‘Demokrasi Şöleni’ başlığıyla Cem Karaca Kültür Merkezi’nde düzenlenen Hür Düşünce Hareketi’nin birinci kongresine CHP Genel Başkanı Kemal Kılıçdaroğlu, Gelecek Partisi Genel Başkanı Ahmet Davutoğlu, Saadet Partisi Genel Başkan Yardımcısı Yılmaz Bayat ve Demokrat Parti Genel Başkan Yardımcısı İlay Aksoy katıldı.

“6’LI MASA İKTİDARA YÜRÜMEK İÇİN KURULDU”

Açılış konuşmasını, Hür Düşünce Hareketi Genel Başkanı Süleyman Aksoy yaptı. Fikri hür, vicdanı hür, irfanı hür bir Türkiye istediklerini dile getiren Aksoy, şöyle konuştu:

*Biz, gençlerinin umutlu, yaşlılarının huzurlu olduğu bir Türkiye istiyoruz. Biz, Atatürk’ün bize emanet ettiği gibi muasır medeniyet seviyesinin üstüne çıkan bir Türkiye istiyoruz. Biz, tersaneleri işgal edilmiş, ordusu dağıtılmış bir Türkiye istemiyoruz. Oyunuza sahip çıkın.

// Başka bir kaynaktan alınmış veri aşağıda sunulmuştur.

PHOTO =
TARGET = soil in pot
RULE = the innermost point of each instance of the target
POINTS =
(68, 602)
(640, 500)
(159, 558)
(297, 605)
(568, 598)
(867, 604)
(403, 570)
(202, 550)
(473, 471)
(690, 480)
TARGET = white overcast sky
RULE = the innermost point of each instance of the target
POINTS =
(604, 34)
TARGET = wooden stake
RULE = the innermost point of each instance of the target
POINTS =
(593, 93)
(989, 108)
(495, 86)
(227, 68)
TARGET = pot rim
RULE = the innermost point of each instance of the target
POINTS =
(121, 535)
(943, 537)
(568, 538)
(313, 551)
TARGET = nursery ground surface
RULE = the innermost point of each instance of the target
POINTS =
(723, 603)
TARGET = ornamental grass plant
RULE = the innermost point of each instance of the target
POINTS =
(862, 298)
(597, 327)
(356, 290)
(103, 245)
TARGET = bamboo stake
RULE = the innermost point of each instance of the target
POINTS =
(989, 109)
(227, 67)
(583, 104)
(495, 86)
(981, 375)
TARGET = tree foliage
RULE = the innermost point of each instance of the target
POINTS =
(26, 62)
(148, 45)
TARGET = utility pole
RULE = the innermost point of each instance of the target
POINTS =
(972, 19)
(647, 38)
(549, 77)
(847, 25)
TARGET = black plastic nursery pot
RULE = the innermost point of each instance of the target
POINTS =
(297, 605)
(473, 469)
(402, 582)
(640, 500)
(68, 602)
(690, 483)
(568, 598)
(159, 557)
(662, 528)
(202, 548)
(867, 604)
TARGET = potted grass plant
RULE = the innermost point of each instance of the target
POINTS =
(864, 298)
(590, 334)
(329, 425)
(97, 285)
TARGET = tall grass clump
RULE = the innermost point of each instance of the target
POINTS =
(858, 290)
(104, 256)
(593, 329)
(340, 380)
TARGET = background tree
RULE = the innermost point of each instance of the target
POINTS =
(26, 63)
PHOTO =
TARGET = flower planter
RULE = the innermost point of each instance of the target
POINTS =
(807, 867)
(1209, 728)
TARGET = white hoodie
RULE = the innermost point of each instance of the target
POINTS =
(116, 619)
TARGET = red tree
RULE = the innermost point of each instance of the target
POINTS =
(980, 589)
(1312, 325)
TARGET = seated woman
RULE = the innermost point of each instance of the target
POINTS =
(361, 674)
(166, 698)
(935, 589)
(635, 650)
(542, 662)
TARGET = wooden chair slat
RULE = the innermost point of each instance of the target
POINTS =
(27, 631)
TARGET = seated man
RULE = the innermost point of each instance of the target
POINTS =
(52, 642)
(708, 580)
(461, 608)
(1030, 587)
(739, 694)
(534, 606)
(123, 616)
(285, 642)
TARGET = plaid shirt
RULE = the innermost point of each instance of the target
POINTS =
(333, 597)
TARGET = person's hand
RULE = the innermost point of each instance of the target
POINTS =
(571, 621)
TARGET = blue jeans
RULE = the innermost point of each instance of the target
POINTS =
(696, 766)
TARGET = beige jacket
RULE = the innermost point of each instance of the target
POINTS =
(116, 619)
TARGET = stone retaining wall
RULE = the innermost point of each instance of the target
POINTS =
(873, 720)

*İnşallah 6 siyasi partimizin açıklayacağı Cumhurbaşkanı adayımızı, 13’üncü Cumhurbaşkanı olarak seçeceğiz ve Türkiye’de ertesi gün yeni bir gün doğacak.

*Bu yeni gün, Atatürk’ün bize emanet ettiği Türkiye olacak. Bu 6’lı Masa iktidara yürümek için kuruldu.

“AYRIŞMAK BU ÜLKEYE YAPILACAK EN BÜYÜK KÖTÜLÜK”

Kürsüye çıkan Saadet Partisi Genel Başkan Yardımcısı Yılmaz Bayat ise, “Güçlü bir Türkiye kurmak zorundayız. Birbirimizin haklarını gözeterek, birbirimize saygı duyarak, bir ve beraber olarak ülkenin kalkınması, gelişmesi için hep birlikte ter dökmemiz, hep birlikte çalışmamız, emek vermemiz gerekiyor ki bir ve beraber bir Türkiye’yi oluşturabilelim. Ayrıştırmak, bu ülkeye yapılacak en büyük kötülüktür” dedi.

“EN BÜYÜK GÜCÜMÜZ 6 FARKLI PARTİNİN TEK MASA ETRAFINDA TOPLANMASI”


Daha sonra konuşan Gelecek Partisi Genel Başkanı Ahmet Davutoğlu, merhum Başbakan Adnan Menderes, Fatin Rüştü Zorlu ve Hasan Polatkan'ın idam edilişinin 61. yıl dönümünü anarak sözlerine başladı. Davutoğlu, açıklamalarına şöyle devam etti:

*Demokrasi kültürümüzü ayağa kaldırmak zorundayız. Devletimizi ayağa kaldırmak zorundayız. Devletimizin kurumlarını ihya etmek zorundayız.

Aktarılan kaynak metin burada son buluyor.